Sasha Lawson: Sasha Lawson is a Computer Science major with concentration in Data Science and Artificial Intelligence and a minor in Mathematics in the department of Computer Science and Engineering at the University of Arkansas – Fort Smith. He has completed relevant coursework for the proposed project by completing CS 3113 – Artificial Intelligence, CS 3323 – Computer Graphics, and CS 4333 – Machine Learning. He also obtained relevant experience through his internship at ArcBest Technologies as a Software Developer Intern. His responsibilities will include the development of a machine learning model to learn the proper actions for a given exercise. Additionally, he will develop required back-end systems to support the dashboard webpage.
Sam Donaldson: Sam Donaldson is a Computer Science major with concentration in Data Science and Artificial Intelligence and a minor in Mathematics in the department of Computer Science and Engineering at the University of Arkansas – Fort Smith. He has completed relevant coursework for the proposed project by completing CS 3113 – Artificial Intelligence, CS 4343 – Natural Language Processing, CS 2033 – Web Systems, CS 4003 – Software Engineering, CS 3323 – Computer Graphics, and CS 2043 – Database Systems II. He also obtained relevant experience through his internship at ArcBest Technology as a Software Developer Intern. His responsibilities will be the development of a machine learning model, front-end development of the website, and back-end development of the database and API.

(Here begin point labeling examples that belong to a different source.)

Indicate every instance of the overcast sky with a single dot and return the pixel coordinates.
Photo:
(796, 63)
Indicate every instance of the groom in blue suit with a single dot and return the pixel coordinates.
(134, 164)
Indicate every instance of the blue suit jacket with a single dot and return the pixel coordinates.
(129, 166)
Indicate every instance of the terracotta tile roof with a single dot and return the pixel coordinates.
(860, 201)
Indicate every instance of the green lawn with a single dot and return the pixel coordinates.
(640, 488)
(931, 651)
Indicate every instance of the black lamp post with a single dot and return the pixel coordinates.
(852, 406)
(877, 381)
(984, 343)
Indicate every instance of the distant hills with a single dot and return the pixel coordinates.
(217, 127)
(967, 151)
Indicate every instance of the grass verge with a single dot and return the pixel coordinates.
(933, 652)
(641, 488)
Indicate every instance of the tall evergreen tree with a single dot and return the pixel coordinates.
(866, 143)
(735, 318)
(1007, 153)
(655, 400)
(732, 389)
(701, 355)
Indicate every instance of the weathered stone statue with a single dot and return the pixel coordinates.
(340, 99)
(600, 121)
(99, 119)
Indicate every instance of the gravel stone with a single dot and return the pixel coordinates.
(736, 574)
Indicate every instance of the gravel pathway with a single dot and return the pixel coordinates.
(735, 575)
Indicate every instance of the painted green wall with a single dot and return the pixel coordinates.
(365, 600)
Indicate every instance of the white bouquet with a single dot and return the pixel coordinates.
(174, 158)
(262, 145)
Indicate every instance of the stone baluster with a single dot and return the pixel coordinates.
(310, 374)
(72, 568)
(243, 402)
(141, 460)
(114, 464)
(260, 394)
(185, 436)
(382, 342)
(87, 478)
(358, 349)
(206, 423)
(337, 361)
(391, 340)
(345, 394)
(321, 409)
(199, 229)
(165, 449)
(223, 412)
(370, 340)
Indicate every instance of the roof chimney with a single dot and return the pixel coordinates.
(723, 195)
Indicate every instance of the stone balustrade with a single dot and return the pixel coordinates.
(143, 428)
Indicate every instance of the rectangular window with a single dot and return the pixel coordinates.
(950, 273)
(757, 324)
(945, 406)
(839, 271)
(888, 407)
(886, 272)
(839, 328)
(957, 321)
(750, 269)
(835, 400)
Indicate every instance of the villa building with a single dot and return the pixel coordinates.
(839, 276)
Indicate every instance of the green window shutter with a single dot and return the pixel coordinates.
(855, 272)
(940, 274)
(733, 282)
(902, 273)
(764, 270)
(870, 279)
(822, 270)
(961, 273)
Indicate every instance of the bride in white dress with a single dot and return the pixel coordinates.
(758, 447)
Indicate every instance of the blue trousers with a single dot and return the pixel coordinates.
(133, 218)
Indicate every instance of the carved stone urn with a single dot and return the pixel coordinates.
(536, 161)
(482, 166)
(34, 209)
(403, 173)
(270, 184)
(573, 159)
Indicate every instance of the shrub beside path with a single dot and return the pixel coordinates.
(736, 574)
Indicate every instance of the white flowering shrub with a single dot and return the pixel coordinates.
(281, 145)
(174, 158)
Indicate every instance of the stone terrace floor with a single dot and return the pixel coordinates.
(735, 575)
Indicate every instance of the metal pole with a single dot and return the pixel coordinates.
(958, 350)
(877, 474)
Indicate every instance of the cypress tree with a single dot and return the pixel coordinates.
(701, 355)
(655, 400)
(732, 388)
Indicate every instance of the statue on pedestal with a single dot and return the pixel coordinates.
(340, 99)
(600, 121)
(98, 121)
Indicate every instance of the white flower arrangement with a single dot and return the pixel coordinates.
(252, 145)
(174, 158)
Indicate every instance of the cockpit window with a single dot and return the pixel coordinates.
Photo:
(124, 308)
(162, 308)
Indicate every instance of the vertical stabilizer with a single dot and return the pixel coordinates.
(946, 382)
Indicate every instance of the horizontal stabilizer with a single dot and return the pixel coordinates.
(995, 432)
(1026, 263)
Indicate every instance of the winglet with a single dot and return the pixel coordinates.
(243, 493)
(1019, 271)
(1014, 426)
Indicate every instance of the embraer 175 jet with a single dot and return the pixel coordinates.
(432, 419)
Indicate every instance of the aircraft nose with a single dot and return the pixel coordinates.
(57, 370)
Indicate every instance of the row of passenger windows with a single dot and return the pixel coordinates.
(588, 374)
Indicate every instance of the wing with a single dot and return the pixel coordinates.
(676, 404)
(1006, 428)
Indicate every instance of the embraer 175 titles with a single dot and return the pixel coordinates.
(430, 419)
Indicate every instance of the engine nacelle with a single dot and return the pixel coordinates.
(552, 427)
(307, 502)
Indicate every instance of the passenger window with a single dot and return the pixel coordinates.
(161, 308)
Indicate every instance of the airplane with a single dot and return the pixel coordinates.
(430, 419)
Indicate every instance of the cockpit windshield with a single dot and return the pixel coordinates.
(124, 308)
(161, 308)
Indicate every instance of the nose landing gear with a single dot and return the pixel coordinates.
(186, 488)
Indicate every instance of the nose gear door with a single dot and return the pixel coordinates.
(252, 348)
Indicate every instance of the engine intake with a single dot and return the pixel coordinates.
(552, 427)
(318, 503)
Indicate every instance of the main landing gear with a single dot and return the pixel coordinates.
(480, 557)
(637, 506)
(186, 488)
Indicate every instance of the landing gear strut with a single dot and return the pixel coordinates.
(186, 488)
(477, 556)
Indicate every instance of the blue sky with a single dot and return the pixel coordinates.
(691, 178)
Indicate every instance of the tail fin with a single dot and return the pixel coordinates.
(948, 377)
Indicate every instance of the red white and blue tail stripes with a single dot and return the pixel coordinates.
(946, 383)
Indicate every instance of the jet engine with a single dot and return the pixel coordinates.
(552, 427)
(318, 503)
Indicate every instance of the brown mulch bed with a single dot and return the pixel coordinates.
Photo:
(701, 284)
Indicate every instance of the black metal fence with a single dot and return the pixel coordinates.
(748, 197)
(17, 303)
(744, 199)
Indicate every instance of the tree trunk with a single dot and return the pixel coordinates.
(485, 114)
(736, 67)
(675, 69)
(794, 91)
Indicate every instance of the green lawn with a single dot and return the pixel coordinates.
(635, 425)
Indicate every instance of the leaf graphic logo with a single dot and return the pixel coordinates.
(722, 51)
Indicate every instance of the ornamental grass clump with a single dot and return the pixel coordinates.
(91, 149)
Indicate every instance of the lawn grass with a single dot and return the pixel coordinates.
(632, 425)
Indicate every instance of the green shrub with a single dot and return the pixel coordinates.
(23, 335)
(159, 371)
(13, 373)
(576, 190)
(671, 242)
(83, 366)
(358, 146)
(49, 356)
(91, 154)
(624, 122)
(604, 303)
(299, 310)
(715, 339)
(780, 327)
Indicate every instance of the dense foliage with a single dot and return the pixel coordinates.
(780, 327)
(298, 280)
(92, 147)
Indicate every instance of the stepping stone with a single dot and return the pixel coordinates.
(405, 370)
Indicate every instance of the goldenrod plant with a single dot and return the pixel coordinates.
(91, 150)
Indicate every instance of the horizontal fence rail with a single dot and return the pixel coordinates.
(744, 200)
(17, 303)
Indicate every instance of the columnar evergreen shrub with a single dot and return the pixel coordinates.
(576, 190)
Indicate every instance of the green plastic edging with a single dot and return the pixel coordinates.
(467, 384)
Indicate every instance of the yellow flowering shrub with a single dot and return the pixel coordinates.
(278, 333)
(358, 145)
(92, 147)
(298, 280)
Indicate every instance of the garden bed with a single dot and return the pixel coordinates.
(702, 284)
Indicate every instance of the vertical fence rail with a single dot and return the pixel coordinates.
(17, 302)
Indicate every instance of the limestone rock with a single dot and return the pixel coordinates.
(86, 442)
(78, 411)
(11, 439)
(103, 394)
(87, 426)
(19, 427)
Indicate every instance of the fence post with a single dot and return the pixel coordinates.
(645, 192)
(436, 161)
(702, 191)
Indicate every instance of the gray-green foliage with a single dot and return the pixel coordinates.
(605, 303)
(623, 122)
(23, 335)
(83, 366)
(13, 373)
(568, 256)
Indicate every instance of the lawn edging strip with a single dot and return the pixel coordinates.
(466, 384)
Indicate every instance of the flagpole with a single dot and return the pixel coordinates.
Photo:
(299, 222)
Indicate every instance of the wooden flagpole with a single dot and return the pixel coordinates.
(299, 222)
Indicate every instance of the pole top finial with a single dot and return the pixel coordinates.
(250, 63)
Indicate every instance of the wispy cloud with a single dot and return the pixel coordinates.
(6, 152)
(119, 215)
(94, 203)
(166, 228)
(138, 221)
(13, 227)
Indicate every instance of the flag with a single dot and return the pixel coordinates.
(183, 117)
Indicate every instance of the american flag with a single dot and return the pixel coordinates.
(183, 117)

Noah Buchanan: Noah Buchanan is a Computer Science major with concentration in Data Science and Artificial Intelligence and a minor in mathematics in the department of Computer Science and Engineering at the University of Arkansas – Fort Smith. He has completed relevant coursework for the proposed project by completing CS 3113 – Artificial Intelligence, CS 4333 – Machine Learning, CS 2033 – Web Systems, CS 4003 – Software Engineering, and CS 2043 – Database Systems II, CS 4373 – Information Retrieval, CS 4363 – Internet of Things Development. His responsibilities will include the development of our proposed model, front-end development, back-end development, and development of our API.
Our project was supervised by Professor Israel Cuevas and Professor Andrew Mackey in the department of Computer Science and Engineering at the University of Arkansas – Fort Smith.